The church is very small and plain compared to Emmanuel Lutheran. All of Jimmie’s brothers and her sister are here, along with a bunch of other country people. Uncle Frantz takes me to sit next to Jimmie on a hard wooden pew. Jimmie is crying into a handkerchief. Her nose looks red and swollen.
“Do you want to say goodbye to Granddaddy?” Jimmie asks.
She takes me up the aisle to where Granddaddy is asleep. He is tucked into shiny white sheets in a narrow bed surrounded by baskets of soft white lilies. Granddaddy is a farmer, and he usually wears overalls and an old felt hat. But today, he is all dressed up in a black suit.
“Why is Granddaddy wearing lipstick?”
“The undertaker fixed him up to look nice,” says Jimmie.
I sit back down with Jimmie. Now everyone seems to be crying. The organ plays, and we sing sad hymns. The preacher talks about a house with many mansions where we will all go some day. I keep my eyes on Granddaddy. I know, for sure, he will wake up at any minute, sit up straight, and surprise us all. And everyone will laugh and hug, and we’ll all be happy. And maybe even Grandma Magda will come bustling through the back door behind the altar. She always loves big family reunions.
When school closes for the summer, Daddy sells our house in the city because Jimmie inherited her parents’ property, and we move out to Grandma and Granddaddy’s spooky old farmhouse in the country. It has a big front yard, and all kinds of trees and bushes and flowers, and gardens all around it, and you can sit on the big front porch in the summertime. The house has pointy parts on its roof that my daddy calls gables.
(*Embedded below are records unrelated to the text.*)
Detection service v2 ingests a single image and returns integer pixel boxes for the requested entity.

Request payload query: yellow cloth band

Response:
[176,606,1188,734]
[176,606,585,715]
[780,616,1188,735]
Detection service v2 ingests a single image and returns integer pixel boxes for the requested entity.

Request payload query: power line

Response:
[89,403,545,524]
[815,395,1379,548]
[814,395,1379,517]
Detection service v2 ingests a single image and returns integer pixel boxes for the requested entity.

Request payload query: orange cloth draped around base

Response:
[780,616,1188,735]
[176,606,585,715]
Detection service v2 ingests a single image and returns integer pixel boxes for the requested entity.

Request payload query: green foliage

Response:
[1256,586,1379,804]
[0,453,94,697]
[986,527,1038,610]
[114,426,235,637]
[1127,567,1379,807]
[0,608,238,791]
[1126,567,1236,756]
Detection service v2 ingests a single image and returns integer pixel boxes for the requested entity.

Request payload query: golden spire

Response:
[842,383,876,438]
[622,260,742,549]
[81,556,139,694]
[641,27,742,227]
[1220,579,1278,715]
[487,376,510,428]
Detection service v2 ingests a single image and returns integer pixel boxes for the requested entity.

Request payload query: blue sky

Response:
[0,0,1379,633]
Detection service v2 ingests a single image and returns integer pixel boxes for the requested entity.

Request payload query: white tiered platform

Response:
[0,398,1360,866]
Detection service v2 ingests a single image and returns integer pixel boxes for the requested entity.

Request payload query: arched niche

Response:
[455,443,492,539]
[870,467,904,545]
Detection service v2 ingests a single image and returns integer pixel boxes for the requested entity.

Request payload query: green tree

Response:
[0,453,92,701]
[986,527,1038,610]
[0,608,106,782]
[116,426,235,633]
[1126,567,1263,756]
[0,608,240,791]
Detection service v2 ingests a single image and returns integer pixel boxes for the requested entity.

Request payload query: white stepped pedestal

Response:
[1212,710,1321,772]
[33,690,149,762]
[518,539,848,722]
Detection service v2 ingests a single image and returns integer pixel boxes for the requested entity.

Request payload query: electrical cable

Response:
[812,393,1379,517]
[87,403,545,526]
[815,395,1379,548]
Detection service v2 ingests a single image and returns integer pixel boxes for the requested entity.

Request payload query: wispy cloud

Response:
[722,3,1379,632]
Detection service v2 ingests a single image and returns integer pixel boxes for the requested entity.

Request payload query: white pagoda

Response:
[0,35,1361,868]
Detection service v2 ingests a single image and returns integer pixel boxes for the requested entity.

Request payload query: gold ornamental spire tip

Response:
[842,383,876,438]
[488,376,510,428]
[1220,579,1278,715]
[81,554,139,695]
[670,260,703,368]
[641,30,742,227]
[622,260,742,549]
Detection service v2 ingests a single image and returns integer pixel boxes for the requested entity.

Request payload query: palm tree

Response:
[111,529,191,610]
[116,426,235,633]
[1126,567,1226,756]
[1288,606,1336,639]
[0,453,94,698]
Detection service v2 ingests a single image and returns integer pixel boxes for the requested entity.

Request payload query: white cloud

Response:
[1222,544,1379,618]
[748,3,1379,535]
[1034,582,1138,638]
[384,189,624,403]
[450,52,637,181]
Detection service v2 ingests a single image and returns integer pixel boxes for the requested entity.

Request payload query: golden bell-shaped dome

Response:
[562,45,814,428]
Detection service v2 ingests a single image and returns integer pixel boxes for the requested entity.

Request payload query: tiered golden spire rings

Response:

We have an incubator in the cellar where we keep baby chicks, and we have three chicken houses: a little house for the pullets, a bigger one for the broilers or fryers, and the biggest one for the layers. We also have a rooster and a couple of broody hens.
Spence and me have to do regular chores now. Jimmie teaches us how to feed the chickens every morning and evening, and how to get the eggs every day.
My daddy pays Jimmie’s brothers to change Granddaddy’s old garage into a woodworking shop, and turn part of the barn into a garage for our big black Oldsmobile. Daddy even has a phone put up on a post out in the woodshop.
When school starts up again, I have to go to a brand-new school in the county—an Annex school for just first and second graders, away from the bigger part of the school where my brother goes for fourth grade. The Annex is a little brick school with only four classrooms—lower and upper first grade and lower and upper second grade. They put me in second grade here even though I was in second grade last year in the city. They go by different rules here in the county.
First, they put me in the lower second grade, but soon they move me to the upper second grade across the hall. But then they keep me stuck in the middle reading group. I can hear the kids in the top reading group, and I hear them stumble over words I know how to read, but I think I am invisible to Mrs. Breton, my new second grade teacher.
In front of the Annex school there is a playground with swings, a jungle gym, and a big circle with a white line drawn around it. The circle is for playing games. At recess time, when the circle is empty, I sometimes skip around and around it, following the white line—all by myself. When the other children are playing in the circle, I like to just stand and watch them. If it’s windy, I get cold just standing there, but I don’t really know how to play with the other children. I miss being at home with my daddy.
I am the new kid at the Annex. All the other kids went to first grade together. I am very shy, and don’t know how to make friends here. I find friends in the storybooks I read, or I make up imaginary friends in my head. I have a gold plastic Snow White ring that I got in a cereal box. I wear that ring to school every day. I talk to Snow White sometimes when I’m by myself on the playground.
After school every day, as soon as we get home, Jimmie and Daddy make us change into our work clothes, so our school clothes don’t get messed up when we get the eggs and feed the chickens.
I hate it when the teacher makes us play Quizmo. It’s like a bingo game, but you have to do arithmetic to get the answer. I don’t like adding and subtracting all those numbers. I don’t understand number games, and I think I may be afraid of some of the numbers.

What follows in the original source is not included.